BTT: Aber es hat schon was ironisches wenn ein Trekki Regisseur nen Star Wars macht ^^

Für mich persönlich gibt es es eh nur 3 original Teile. Die Episode Teile fand ich nämlich alle nicht wirklich gut.


----------



## wollekassel (25. Januar 2013)

@ docdent: Wieso Bruch mit der Star Trek Philosophie? Ich finde Star Trek von Abrams sehr gelungen und bringt auf intelligente Art und Weise die Möglichkeit das alles noch mal neu zu erzählen mit anderen Verhältnissen im ST-Universum

@ citynomad: Autsch, solche Kommentare tun einem fast schon weh, sorry, aber so was engstirniges ... ich kenne mehrere Leute, die zwar auf Harry Potter stehen aber Herr der Ringe partout ablehnen. Und anders herum. Warum bei denen nicht beides geht werde ich mein Leben lang nicht verstehen ... genauso wie Star Wars und Star Trek. Ich find beides geil, warum auch nicht. Blödheit wäre noch zu milde ausgedrückt, sorry.

@ alle, die nur das eine oder das andere gutheißen - Ihr tut mir leid.


----------



## Tiz92 (25. Januar 2013)

Citynomad schrieb:


> Ein Trekkie-Regisseur für Star Wars? SAKRILEG!
> 
> Das wäre, als wenn Mel Gibson jetzt auf einmal nen ernst gemeinten, tief religiösen Mohammed Film machen würde.
> 
> Nichts gegen Abrams an sich, Cloverfield fand ich auch wirklich gut, aber man wechselt nicht von Star Trek zu Star Wars.

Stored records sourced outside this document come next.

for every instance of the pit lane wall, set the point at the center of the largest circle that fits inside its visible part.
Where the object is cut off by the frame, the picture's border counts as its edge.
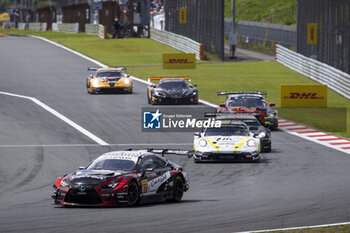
(335, 79)
(179, 42)
(96, 29)
(33, 26)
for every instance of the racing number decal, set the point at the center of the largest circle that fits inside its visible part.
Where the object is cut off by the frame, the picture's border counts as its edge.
(144, 186)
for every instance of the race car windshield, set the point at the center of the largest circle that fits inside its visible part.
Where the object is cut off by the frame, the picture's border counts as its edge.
(112, 164)
(227, 131)
(173, 85)
(247, 102)
(109, 74)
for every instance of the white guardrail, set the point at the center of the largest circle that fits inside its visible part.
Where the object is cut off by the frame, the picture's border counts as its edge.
(96, 29)
(65, 27)
(33, 26)
(335, 79)
(179, 42)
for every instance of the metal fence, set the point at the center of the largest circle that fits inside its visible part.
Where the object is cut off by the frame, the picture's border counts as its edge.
(257, 32)
(333, 31)
(201, 20)
(335, 79)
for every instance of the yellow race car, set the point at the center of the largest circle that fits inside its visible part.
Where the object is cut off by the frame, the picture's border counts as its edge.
(109, 80)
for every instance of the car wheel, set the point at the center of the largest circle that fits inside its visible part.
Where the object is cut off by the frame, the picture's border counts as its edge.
(133, 194)
(178, 189)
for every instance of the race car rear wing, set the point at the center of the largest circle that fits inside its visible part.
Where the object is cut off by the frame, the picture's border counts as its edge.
(171, 151)
(241, 92)
(237, 114)
(94, 68)
(177, 77)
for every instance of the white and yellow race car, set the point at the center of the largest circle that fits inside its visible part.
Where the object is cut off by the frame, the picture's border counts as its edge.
(231, 142)
(109, 80)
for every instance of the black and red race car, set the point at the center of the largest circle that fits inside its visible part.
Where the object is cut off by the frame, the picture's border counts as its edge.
(122, 178)
(252, 103)
(172, 90)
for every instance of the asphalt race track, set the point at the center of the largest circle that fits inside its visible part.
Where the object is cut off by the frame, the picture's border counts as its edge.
(299, 183)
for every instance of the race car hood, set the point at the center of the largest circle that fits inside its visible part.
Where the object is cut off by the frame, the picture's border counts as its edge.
(92, 176)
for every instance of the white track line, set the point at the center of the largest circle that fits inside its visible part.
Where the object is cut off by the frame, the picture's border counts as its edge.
(60, 116)
(204, 102)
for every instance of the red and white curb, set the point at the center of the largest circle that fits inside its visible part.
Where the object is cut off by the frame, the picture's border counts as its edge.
(315, 135)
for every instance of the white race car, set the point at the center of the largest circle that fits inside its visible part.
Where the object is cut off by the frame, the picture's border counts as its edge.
(231, 141)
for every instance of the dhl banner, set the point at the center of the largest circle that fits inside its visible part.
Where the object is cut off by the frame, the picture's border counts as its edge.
(304, 96)
(179, 60)
(5, 17)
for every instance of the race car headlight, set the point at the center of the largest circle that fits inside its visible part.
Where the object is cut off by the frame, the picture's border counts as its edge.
(250, 143)
(203, 143)
(95, 82)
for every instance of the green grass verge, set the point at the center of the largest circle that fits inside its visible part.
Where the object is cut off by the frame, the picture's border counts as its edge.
(210, 78)
(268, 11)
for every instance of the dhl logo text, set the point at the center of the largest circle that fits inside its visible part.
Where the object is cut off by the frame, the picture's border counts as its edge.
(303, 95)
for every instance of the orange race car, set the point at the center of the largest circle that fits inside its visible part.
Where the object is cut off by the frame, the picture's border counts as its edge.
(172, 90)
(109, 80)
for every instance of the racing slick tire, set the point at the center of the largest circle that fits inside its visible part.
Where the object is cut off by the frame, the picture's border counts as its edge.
(178, 189)
(133, 194)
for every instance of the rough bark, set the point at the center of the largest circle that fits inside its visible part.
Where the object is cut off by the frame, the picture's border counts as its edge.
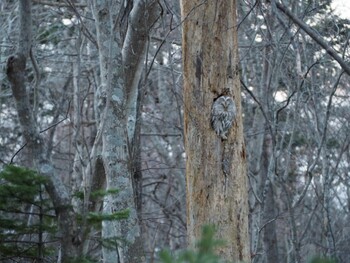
(215, 169)
(35, 143)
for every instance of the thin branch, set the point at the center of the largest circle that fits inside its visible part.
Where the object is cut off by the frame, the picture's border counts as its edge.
(318, 39)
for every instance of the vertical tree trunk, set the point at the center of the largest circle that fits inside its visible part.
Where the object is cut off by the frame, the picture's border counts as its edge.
(37, 148)
(215, 169)
(121, 63)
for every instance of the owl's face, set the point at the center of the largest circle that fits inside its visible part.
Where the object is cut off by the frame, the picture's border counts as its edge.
(226, 103)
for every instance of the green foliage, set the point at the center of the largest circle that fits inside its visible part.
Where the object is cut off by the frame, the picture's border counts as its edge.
(203, 253)
(25, 214)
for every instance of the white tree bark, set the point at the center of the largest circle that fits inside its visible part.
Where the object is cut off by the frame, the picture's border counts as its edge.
(121, 62)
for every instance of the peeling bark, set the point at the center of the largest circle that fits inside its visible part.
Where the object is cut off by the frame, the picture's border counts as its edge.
(210, 62)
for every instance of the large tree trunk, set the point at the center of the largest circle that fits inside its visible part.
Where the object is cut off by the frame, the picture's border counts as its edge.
(215, 169)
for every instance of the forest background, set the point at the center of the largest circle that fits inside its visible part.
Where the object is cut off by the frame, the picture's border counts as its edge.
(295, 93)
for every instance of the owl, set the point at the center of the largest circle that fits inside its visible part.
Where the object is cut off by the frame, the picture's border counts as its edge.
(223, 113)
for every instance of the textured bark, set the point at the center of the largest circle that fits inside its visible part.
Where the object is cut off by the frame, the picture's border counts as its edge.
(215, 169)
(35, 143)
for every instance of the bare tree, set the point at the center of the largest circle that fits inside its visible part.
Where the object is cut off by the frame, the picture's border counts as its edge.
(215, 167)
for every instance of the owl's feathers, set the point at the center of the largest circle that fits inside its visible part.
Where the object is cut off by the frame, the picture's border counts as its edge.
(223, 113)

Man wechselt ja auch nicht von Burger King zu McDonalds... Wir sprechen hier von Lebenseinstellungen


 
Du hast sowas von REcht, hoffe das wird was.



NatokWa schrieb:


> Das StarWars universum WURDE bereits versaut .... ich sage nur : Clone Wars ... ******* gemacht und schmeist dir komplete Grundgeschichte über den Haufen ....
> 
> Anakin wird erst in Episode 3 zum Jedi-Ritter , Clone Wars spielt zwischen Episode 2 und 3 (gibt 4 Bücher die diese Zeit behandeln) und ein Padawan (welcher Anakin da noch ist) KANN keinen eigenen Padawan haben , Noch dazu HATTE er auch nie einen ....... FAIL


 
Und auch du hast Recht!!!


----------



## Cosmas (25. Januar 2013)

es hätte schlimmer kommen können, bei J.J. gibts wenigstens gutes popcorn kino...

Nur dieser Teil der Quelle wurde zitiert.